Sango-san smiles, though it is still sad and unsteady. She kneels and adds the flowers she and Rin have picked to the ones already lain before her son's grave. Inuyasha's flowers appear to have been ripped from the ground, their roots still clumped with dirt. Sango-san touches one softly with a finger.
“Inuyasha is not so bad as you may think, Rin-chan,” she says, looking up at her. “He has a good heart, but it has been hurt many times.”
Rin feels her cheeks heat with shame, and she lowers her eyes. “Oh.”
“He is used to surviving though. Like all of us.” Sango-san looks down at the grave again, her fingers softly tracing the leaf of a flower.
Rin shifts uncomfortably. “Did someone hurt him?” she finally asks, her curiosity getting the better of her.
Sango-san looks directly at Rin. “Someone left him,” she says, and Rin feels her mouth go dry.
***
The path has not been tread upon by human feet for some time, and the forest has begun to take it back, creeping over it with roots and plants, but Rin picks her way through it easily.
The clearing almost takes her by surprise, but he is there, sitting against the old well, his precious sword resting against his shoulder. Rin does not hesitate but walks directly to him, seating herself down next to him, even though he raises an eyebrow and stiffens at her closeness.
For a time they sit there, neither speaking, he because he is too stubborn, and she simply because she likes the silence. She leans her head back against the well and breathes in the smell of rotting leaves and frost. The wind nips at her face, and she huddles more tightly inside her thick kimono.
“Oi, kid, what the hell did you want already?”
She opens her eyes, slightly surprised, and looks at him.
“Well?” He glares at her impatiently.
Slowly, she says, “I wanted to apologize. For thinking you were so mean. I didn't understand. I'm sorry.”
He stares at her. Shocked.
Rin gets up, and leans over the edge of the well, staring into its depths. “Is this where she went?” she asks, looking back at him, and his entire body goes rigid. She sits back down, hugging her knees to her chest.

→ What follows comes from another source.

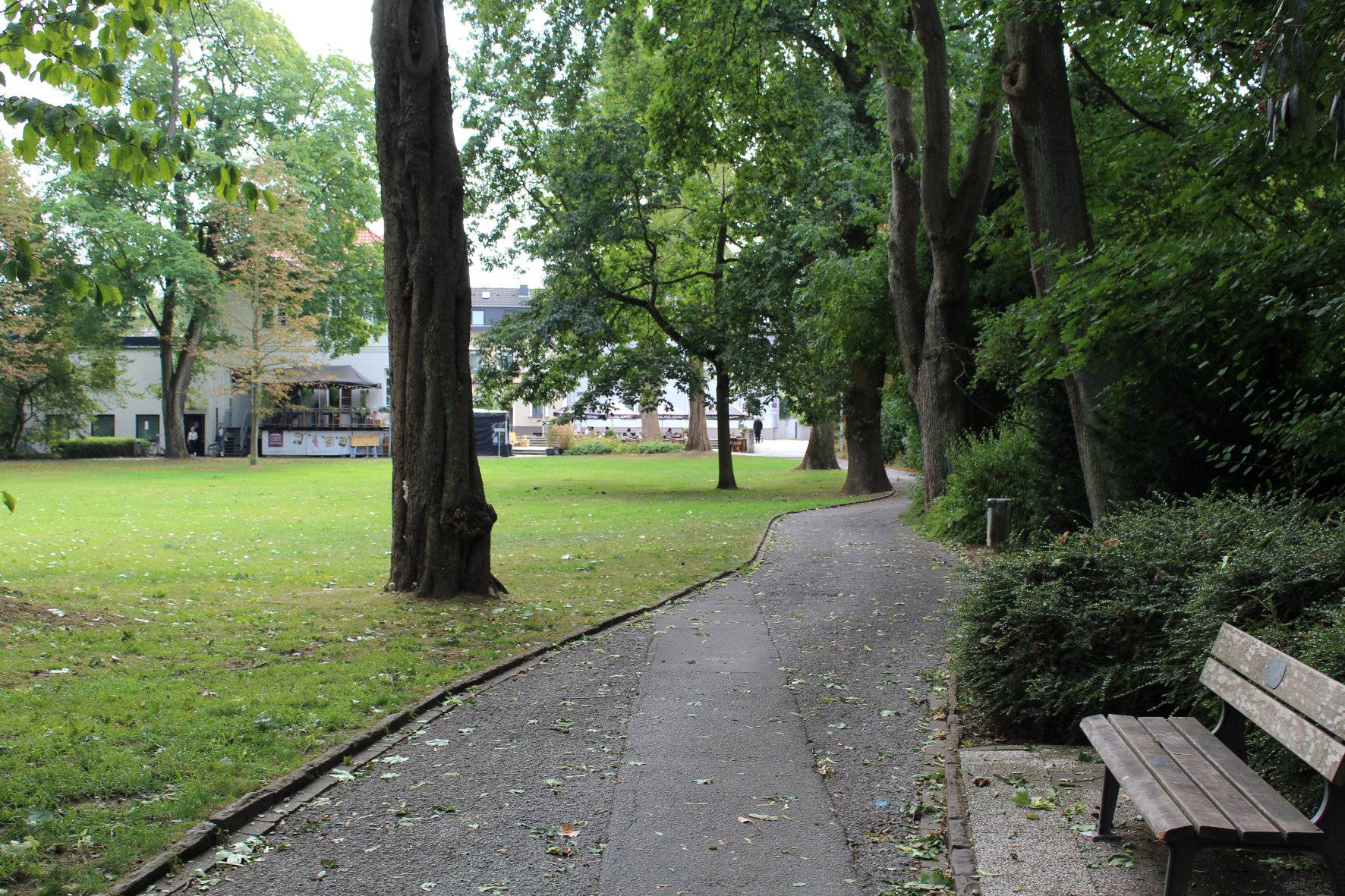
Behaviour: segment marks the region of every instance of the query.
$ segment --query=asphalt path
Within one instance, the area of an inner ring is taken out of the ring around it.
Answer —
[[[781,896],[900,885],[954,558],[904,496],[547,654],[179,885],[233,895]],[[226,850],[227,852],[227,850]],[[247,850],[239,850],[246,853]],[[200,865],[200,862],[194,862]]]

“She didn't want to leave, did she?” she says, not really meaning it as a question. Inuyasha continues to stare at her.
“She left because she had to, even though she didn't want to, right?” she adds. “She didn't want to leave you, but she knew it was the best thing for both of you. Right?”
He gulps, and she sees the ball in his throat move up and then down. He nods, just once.
Rin smiles at him, then, and it takes him so off guard that he starts.
She glances at the sky, and sees that the afternoon light is already fading. She gets to her feet, briskly wiping dead grass and leaves from her hakama. She turns to Inuyasha and extends a hand to him, smiling again.
“Come on,” she says happily, “Kaede-sama is making stew, and it should be ready by the time we get back.”
He continues to look at her as if she is an foreign thing, not knowing what to make of her. But when she laughs and grabs his hand, he lets her pull him along with her, and they walk back along the abandoned path together.
Inuyasha's hand is warm in Rin's, and her heart feels light, nearly weightless in her chest, each beat a brush of butterfly wings.